# Free LiveType Effects and Templates



## MacDaddy

Hey guys,
Thought I would let you know about a new page addition over at emotionDV.com for Free extra's. One of our members creates lots of Effects and Templates that I am hosting for free download.

They can be found here:
http://extras.emotiondv.com


----------



## wonderings

Thanks MacDaddy, I cant wait to get home and give these a try!


----------



## MacDaddy

Check back later as well, he just informed me that he has uploaded a few more to the FTP for me to add, so I am going to do that when I get home tonight!

K


----------



## ArtistSeries

Thanks for the link -


----------



## MacDaddy

Glad you guys enjoy!

2 more added this morning:
Kryptonite and Hit The Deck


----------



## ArtistSeries

MacDaddy - great templates. emotionDV is good.

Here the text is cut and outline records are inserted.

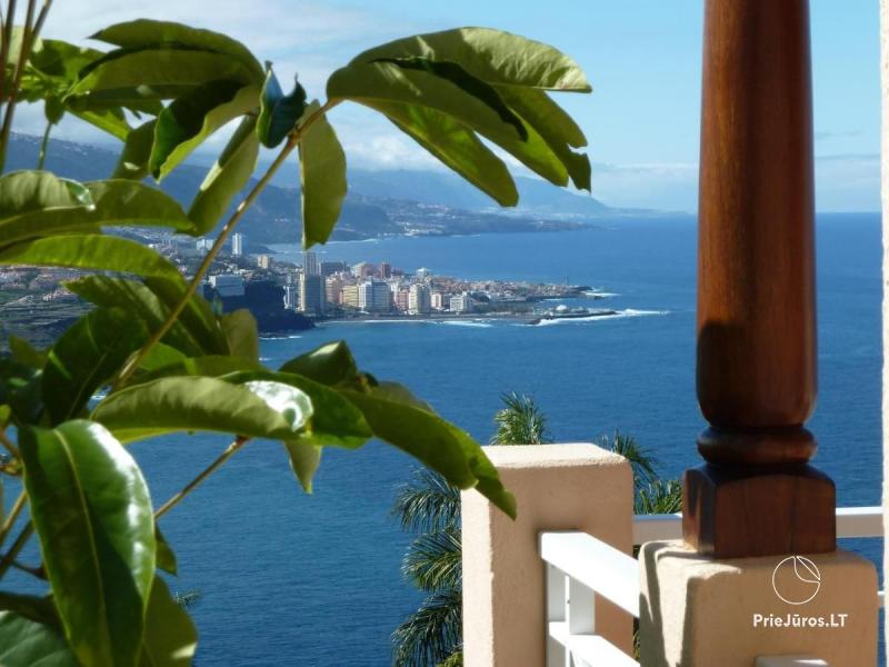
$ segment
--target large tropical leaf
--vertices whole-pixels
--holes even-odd
[[[257,108],[259,88],[239,81],[209,81],[173,100],[154,127],[149,170],[167,177],[191,151],[227,122]]]
[[[111,394],[92,412],[124,442],[176,431],[217,431],[294,439],[312,416],[309,397],[280,382],[243,386],[216,378],[171,377]]]
[[[455,486],[475,487],[507,515],[516,516],[516,499],[469,434],[424,409],[420,401],[406,400],[406,389],[340,391],[364,414],[376,437],[410,454]]]
[[[188,667],[198,647],[198,630],[170,589],[154,577],[146,616],[146,637],[139,667]]]
[[[207,233],[216,227],[231,200],[250,180],[259,158],[256,125],[256,118],[241,121],[194,196],[188,217],[194,221],[198,233]]]
[[[129,239],[100,233],[59,236],[13,243],[0,249],[0,265],[119,271],[181,281],[179,270],[154,250]]]
[[[66,98],[74,109],[178,98],[210,81],[257,83],[250,68],[227,53],[184,47],[118,49],[81,71]]]
[[[221,379],[236,385],[253,381],[280,382],[303,391],[311,399],[313,414],[299,436],[302,442],[354,449],[373,436],[361,410],[334,389],[303,376],[259,370],[234,372],[222,376]]]
[[[154,125],[152,118],[133,128],[123,137],[123,150],[120,151],[117,167],[111,178],[142,180],[148,176],[148,161],[151,159],[151,147],[154,145]]]
[[[154,520],[136,461],[102,426],[28,428],[19,445],[31,519],[71,650],[133,665],[154,577]]]
[[[299,81],[294,81],[293,90],[284,94],[278,77],[269,66],[257,120],[257,136],[260,143],[266,148],[276,148],[297,127],[297,121],[304,111],[306,90]]]
[[[151,44],[169,44],[224,53],[239,60],[250,69],[257,81],[262,81],[263,77],[262,66],[259,60],[241,42],[220,32],[192,28],[182,23],[137,19],[109,26],[93,34],[92,39],[126,49],[138,49]]]
[[[320,106],[312,102],[308,113]],[[337,132],[320,116],[299,143],[299,175],[302,185],[302,246],[324,243],[337,225],[346,199],[346,153]]]
[[[78,661],[56,628],[14,611],[0,611],[0,665],[78,667]]]
[[[136,280],[109,276],[88,276],[66,283],[72,292],[99,307],[122,308],[138,315],[153,331],[167,319],[173,306],[172,299],[177,295],[181,297],[184,288],[180,283],[167,289],[162,289],[160,282],[152,281],[151,285],[154,290]],[[208,305],[199,297],[192,297],[192,301],[183,317],[177,319],[163,337],[163,342],[189,357],[227,355],[226,335],[216,318],[206,315]]]
[[[417,57],[456,62],[492,84],[591,90],[580,67],[558,49],[490,28],[458,28],[398,39],[359,53],[352,62]]]
[[[417,104],[367,102],[397,128],[500,206],[516,206],[519,191],[503,161],[450,116]]]
[[[326,342],[304,355],[294,357],[283,364],[280,370],[328,386],[352,386],[360,375],[354,357],[344,340]]]
[[[43,405],[51,425],[78,417],[93,392],[147,340],[142,320],[120,308],[93,310],[62,334],[43,369]]]

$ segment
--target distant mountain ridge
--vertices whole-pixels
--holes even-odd
[[[13,133],[8,168],[33,169],[39,145],[38,137]],[[47,153],[48,169],[77,180],[108,178],[116,163],[114,151],[72,141],[52,140]],[[184,163],[160,187],[188,206],[206,173],[207,167]],[[293,170],[289,173],[293,175]],[[299,183],[287,187],[286,179],[279,175],[244,216],[240,229],[251,240],[299,242]],[[530,178],[516,180],[520,205],[516,209],[502,209],[456,175],[350,170],[349,195],[332,238],[556,231],[587,227],[597,219],[621,215],[619,209],[611,209],[592,197],[573,195]]]

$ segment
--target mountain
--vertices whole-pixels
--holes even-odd
[[[9,169],[32,169],[40,140],[13,133]],[[117,153],[102,147],[52,140],[47,168],[77,180],[107,178]],[[207,167],[183,163],[160,187],[188,206]],[[269,185],[244,215],[239,229],[258,243],[299,242],[299,188],[290,185],[293,170]],[[248,185],[248,190],[256,181]],[[620,215],[592,197],[573,195],[549,183],[518,178],[521,205],[501,209],[456,175],[436,171],[351,170],[349,195],[333,240],[399,235],[495,233],[577,229],[602,217]],[[298,186],[298,183],[296,183]]]

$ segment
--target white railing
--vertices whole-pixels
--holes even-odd
[[[633,544],[682,537],[682,515],[638,515]],[[837,509],[837,537],[882,537],[882,508]],[[547,667],[639,667],[596,634],[596,596],[639,618],[639,564],[631,556],[586,532],[541,532],[540,557],[547,564]],[[883,591],[879,593],[882,605]],[[789,658],[786,656],[785,658]],[[787,665],[760,657],[757,666]],[[821,665],[795,658],[790,665]],[[778,661],[776,661],[778,660]]]

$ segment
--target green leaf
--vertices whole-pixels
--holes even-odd
[[[326,342],[310,352],[294,357],[280,368],[321,385],[353,385],[358,381],[358,365],[344,340]]]
[[[13,611],[0,611],[0,665],[78,667],[78,661],[54,628]]]
[[[586,155],[571,150],[572,147],[587,146],[587,138],[573,119],[542,90],[503,86],[498,87],[498,91],[503,101],[547,142],[565,165],[575,187],[590,191],[590,160]]]
[[[43,369],[43,405],[51,425],[79,416],[96,390],[147,340],[144,323],[120,308],[99,308],[68,328]]]
[[[146,638],[139,667],[188,667],[198,647],[198,630],[170,589],[154,577],[146,616]]]
[[[250,180],[259,158],[256,123],[254,118],[241,121],[194,196],[188,217],[194,221],[199,235],[216,227],[231,200]]]
[[[150,44],[170,44],[224,53],[247,66],[253,72],[257,81],[262,81],[264,76],[259,60],[241,42],[220,32],[201,30],[182,23],[138,19],[109,26],[93,34],[91,39],[126,49],[138,49]]]
[[[246,308],[223,315],[219,323],[226,332],[232,355],[257,361],[259,359],[259,331],[257,319]]]
[[[194,225],[182,207],[157,188],[131,180],[92,181],[83,188],[90,206],[48,205],[0,220],[0,247],[59,233],[98,233],[112,226],[167,227],[193,232]]]
[[[257,120],[257,136],[259,142],[266,148],[276,148],[284,140],[288,132],[297,127],[297,121],[306,111],[306,90],[293,82],[293,90],[284,94],[278,77],[267,63],[266,83],[262,86],[260,97],[259,119]]]
[[[320,109],[312,102],[308,113]],[[327,116],[319,116],[299,143],[302,185],[302,246],[324,243],[337,226],[346,199],[346,153]]]
[[[23,241],[0,249],[0,265],[34,265],[120,271],[181,281],[179,270],[154,250],[100,233]]]
[[[90,207],[86,186],[49,171],[12,171],[0,177],[0,220],[51,208]],[[6,239],[6,235],[0,237]]]
[[[397,128],[500,206],[516,206],[519,191],[503,161],[450,116],[417,104],[368,103]]]
[[[188,48],[119,49],[81,71],[66,101],[74,109],[178,98],[210,81],[247,86],[256,76],[226,53]]]
[[[358,54],[352,62],[426,58],[456,62],[492,84],[550,90],[592,90],[580,67],[552,47],[490,28],[458,28],[398,39]]]
[[[154,145],[157,122],[158,120],[152,118],[126,135],[123,150],[111,178],[142,180],[148,176],[148,161],[151,158],[151,147]]]
[[[429,60],[428,58],[380,58],[374,62],[391,62],[403,69],[423,71],[447,79],[463,92],[488,104],[500,117],[500,120],[516,128],[521,140],[528,139],[528,131],[525,125],[503,102],[497,88],[481,79],[477,79],[458,63]]]
[[[410,454],[461,489],[475,487],[510,517],[516,499],[503,488],[497,469],[469,434],[439,416],[396,396],[391,387],[368,394],[341,389],[370,424],[373,435]]]
[[[87,665],[133,665],[154,577],[142,474],[102,426],[28,428],[19,438],[31,519],[71,649]]]
[[[327,82],[331,100],[417,104],[441,111],[491,141],[522,142],[516,127],[505,122],[485,100],[433,73],[402,69],[391,62],[352,63],[334,71]]]
[[[254,381],[280,382],[303,391],[311,399],[313,412],[298,438],[303,444],[357,449],[373,436],[361,410],[334,389],[309,378],[290,372],[248,370],[226,375],[220,379],[233,385]]]
[[[66,283],[76,295],[104,308],[123,308],[138,316],[154,331],[167,319],[170,309],[184,293],[180,282],[149,281],[151,287],[109,276],[88,276]],[[200,297],[192,297],[190,307],[177,319],[162,342],[187,356],[227,355],[224,332]]]
[[[259,88],[238,81],[209,81],[173,100],[154,128],[149,169],[162,180],[229,121],[256,109]]]
[[[162,569],[164,573],[170,573],[171,575],[176,575],[177,570],[179,569],[179,565],[176,561],[176,554],[170,547],[170,542],[167,541],[167,538],[163,537],[163,534],[160,531],[160,527],[154,524],[154,541],[158,545],[158,552],[157,552],[157,561],[158,561],[158,569]],[[157,581],[157,578],[154,579]]]
[[[16,361],[42,370],[47,364],[46,350],[39,350],[30,342],[18,336],[9,337],[9,352]]]
[[[291,440],[311,415],[309,397],[280,382],[173,377],[111,394],[92,418],[124,442],[182,430]]]
[[[321,465],[321,447],[294,440],[284,442],[284,448],[290,457],[290,469],[297,476],[302,490],[311,494],[312,477]]]

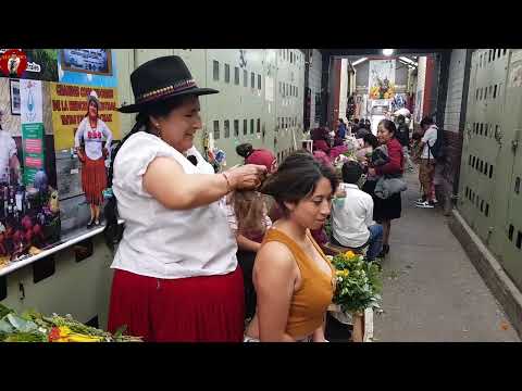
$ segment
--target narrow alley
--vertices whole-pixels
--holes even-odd
[[[374,316],[374,341],[520,341],[448,228],[448,217],[440,209],[414,206],[417,175],[408,175],[402,217],[393,222],[390,252],[383,263],[383,312]]]

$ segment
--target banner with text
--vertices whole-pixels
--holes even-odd
[[[99,117],[111,129],[113,139],[121,139],[115,88],[51,83],[52,127],[57,152],[74,147],[74,135],[78,124],[87,114],[87,97],[90,91],[96,91],[100,100]]]

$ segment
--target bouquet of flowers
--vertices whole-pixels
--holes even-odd
[[[380,307],[382,278],[377,264],[365,262],[352,251],[339,253],[332,260],[336,268],[334,304],[343,312],[362,313],[369,307]]]
[[[114,335],[86,326],[71,315],[44,316],[34,311],[18,315],[0,304],[0,342],[141,342],[141,338]]]

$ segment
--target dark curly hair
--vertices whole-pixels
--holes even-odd
[[[321,178],[326,178],[332,186],[332,192],[335,192],[339,184],[335,172],[316,162],[310,153],[298,151],[284,160],[260,191],[272,195],[285,216],[288,216],[285,202],[298,203],[310,197]]]

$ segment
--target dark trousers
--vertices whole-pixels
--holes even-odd
[[[243,280],[245,286],[245,318],[251,318],[256,314],[257,297],[256,289],[253,288],[252,272],[253,262],[256,261],[257,253],[252,251],[237,252],[237,262],[243,270]]]

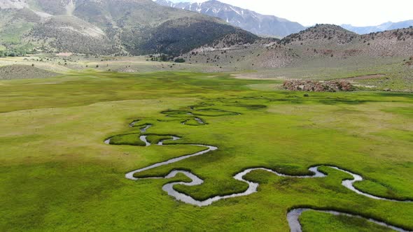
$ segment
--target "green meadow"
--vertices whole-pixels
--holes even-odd
[[[332,210],[413,230],[413,94],[382,92],[309,93],[275,90],[277,80],[240,80],[230,73],[126,74],[92,71],[47,79],[0,81],[0,231],[288,231],[293,208]],[[190,113],[190,115],[189,114]],[[195,118],[204,124],[200,124]],[[129,124],[136,121],[135,126]],[[186,123],[184,123],[186,122]],[[140,129],[156,143],[144,147]],[[111,145],[104,141],[113,138]],[[162,187],[169,180],[125,177],[131,171],[218,150],[136,174],[190,171],[204,180],[175,189],[204,200],[244,191],[233,175],[260,183],[253,194],[196,207]],[[304,231],[388,231],[360,218],[316,211],[300,218]]]

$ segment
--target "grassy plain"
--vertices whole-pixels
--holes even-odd
[[[200,149],[185,144],[202,143],[219,149],[141,175],[190,170],[204,183],[176,189],[204,199],[244,190],[232,175],[247,168],[301,175],[309,166],[332,165],[366,178],[357,184],[364,191],[413,199],[411,94],[304,97],[262,87],[274,83],[225,73],[93,71],[1,81],[0,231],[286,231],[286,213],[298,207],[349,212],[413,230],[413,204],[358,195],[340,184],[349,175],[327,167],[321,169],[328,176],[321,179],[255,171],[247,178],[261,184],[258,193],[204,208],[167,196],[162,186],[171,180],[124,177]],[[174,111],[181,113],[167,117]],[[182,124],[186,112],[207,124]],[[151,140],[182,139],[148,147],[104,143],[139,133],[139,126],[128,125],[136,119],[153,125],[147,131]],[[307,231],[332,224],[340,231],[375,228],[311,211],[302,222]]]

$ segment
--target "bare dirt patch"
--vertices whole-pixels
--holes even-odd
[[[372,74],[372,75],[360,75],[357,77],[344,78],[344,80],[368,80],[368,79],[377,79],[385,77],[386,75],[384,74]]]

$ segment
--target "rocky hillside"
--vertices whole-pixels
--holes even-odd
[[[347,59],[400,57],[413,54],[413,28],[358,35],[339,26],[319,24],[282,40],[260,39],[246,45],[226,45],[218,40],[183,56],[191,63],[239,68],[274,68],[295,64],[340,61]]]
[[[263,36],[284,37],[305,29],[298,22],[273,15],[263,15],[252,10],[243,9],[211,0],[202,3],[180,2],[174,3],[168,0],[155,0],[156,3],[179,9],[197,12],[217,17],[233,26]]]
[[[150,0],[0,0],[0,45],[8,49],[176,56],[228,34],[245,33],[219,19]]]

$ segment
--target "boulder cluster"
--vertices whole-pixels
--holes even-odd
[[[340,92],[354,90],[353,85],[344,80],[315,81],[291,80],[286,80],[283,87],[286,89],[292,91]]]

I do have one small suggestion for those that may want to try them out. 
Not everyone will know where to place them.

Library > Application Support > LiveType > Templates
or
Library > Application Support > LiveType > Effects
I would also recommend making a folder in there name emotionDV just so the we know where the effects/templates came from.


----------



## MacDaddy

as emotionDV is only hosting the files, I opted not to put the folders in. 
Most of the stuff up there was created by one of our members, Lou. I am sure he would not mind if I did that, will have to talk to him about it and see!

I have been meaning to put instructions up there as well, just been busy!


----------



## ArtistSeries

Sorry in not being clear enough. 
I would recommend creating a emotionDV folder where you would place the files.
Library > Application Support > LiveType > Effects > emotionDV


----------



## MMMMMike

Sorry to reopen such an old thread, but these templates and effects are great.
Has anyone else got a link to other FREE Livetype templates or effects?

Thanks,
Mike


----------